New Measures: In its 2014 report, Japan identified 123 policies or measures that it considers to be actual or potential inconsistencies with international rules. But, most were carried over from its prior reports. In 2014, Japan added only eight new measures:
- China’s violation of WTO tariff concessions on photographic film in rolls
- Indonesia’s local content requirement in the retail sector
- Indonesia’s non-fulfillment of certain intellectual property-related obligations under the Japan-Indonesia FTA
- European Union’s Biocidal Products Regulation (BPR)
- Republic of Korea’s Act on Registration and Evaluation of Chemical Substances
- Russian Federation’s violation of WTO tariff concessions on refrigerator and other products
- India’s Food Security Act
- Ukraine’s recycling fee on motor vehicles
Priorities: From its list of potential or actual inconsistent measures, METI selects priority issues, which it separates into three categories. One category lists issues to be resolved through consultations or possible use of the WTO Dispute Settlement Mechanism. The other two categories cover issues that have been referred to the WTO Dispute Settlement Mechanism, where some are pending action and others are in the process of implementation of WTO recommendations.
METI’s latest priorities are set out in “METI Priorities Based on the 2014 Report”. They include:
- Indonesia’s export restrictions on mineral resources, which include a ban on the export of unprocessed ore, extension of a ban on the export of copper until 2017 and a requirement that producers allocate a certain minimum percentage of their total production and sales to the domestic market.
- Indonesia’s new Trade Act and Industries Act, which Japan contends may not be consistent with its WTO obligations. Among the provisions of concern in the new Trade Act are local content requirements and a ban or restrictions on imports and exports. Provisions of the new Industries Act that may be inconsistent with WTO agreements include a ban or restrictions on export of natural resources, local content requirements and requirements to transfer technology in certain technology procurements.

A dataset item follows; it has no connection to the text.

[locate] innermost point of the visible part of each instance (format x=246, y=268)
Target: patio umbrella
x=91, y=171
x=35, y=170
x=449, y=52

- Russian Federation’s violation of its WTO obligations by imposing tariff rates for around 200 items, including cheese, pulp and secondhand cars, which exceed its bound rates, the rates that it committed it would not exceed when it joined the WTO in 2012.
- Brazil’s discriminatory implementation of its industrial product tax, which treats imported products unfavorably with respect to tax exemption and local content requirements.
- China’s determination to impose anti-dumping duties on Japanese high-performance stainless steel seamless tubes.
- Argentina’s import restrictions on a wide range of items.
- Ukraine’s imposition of safeguard measures against automobiles. Japan has taken this issue to the WTO dispute settlement process and panel has been established.
Achievements: In addition to identifying its priorities, the Japan report also noted achievements. One was the agreement between the U.S. and Japan to settle their dispute over the U.S. use of a calculation method known as “zeroing” in its imposition of anti-dumping duties. Another achievement was a WTO dispute settlement panel report that found China’s export restrictions on rare earth metals violated its WTO obligations. Another achievement cited by the report was the WTO Appellate Body’s report relating to Canada’s local content requirements under Ontario’s Feed-in Tariff Program.
In addition to its priorities, METI has noted that it is adding two areas to its analysis. One involves the growing global problem of the distribution of counterfeit goods from China and the related lack of effective enforcement of intellectual property rights in many countries. In addition, METI will be examining the compliance of resource-rich WTO members with their WTO obligations to ensure that Japan’s import dependence on foreign resources and energy is not impacted.
While METI’s trade compliance report is more limited in scope than the U.S. NTE report, it provides a useful window into Japan’s priorities with respect to the policies and practices of its trading partners and Japan’s plans to address its concerns.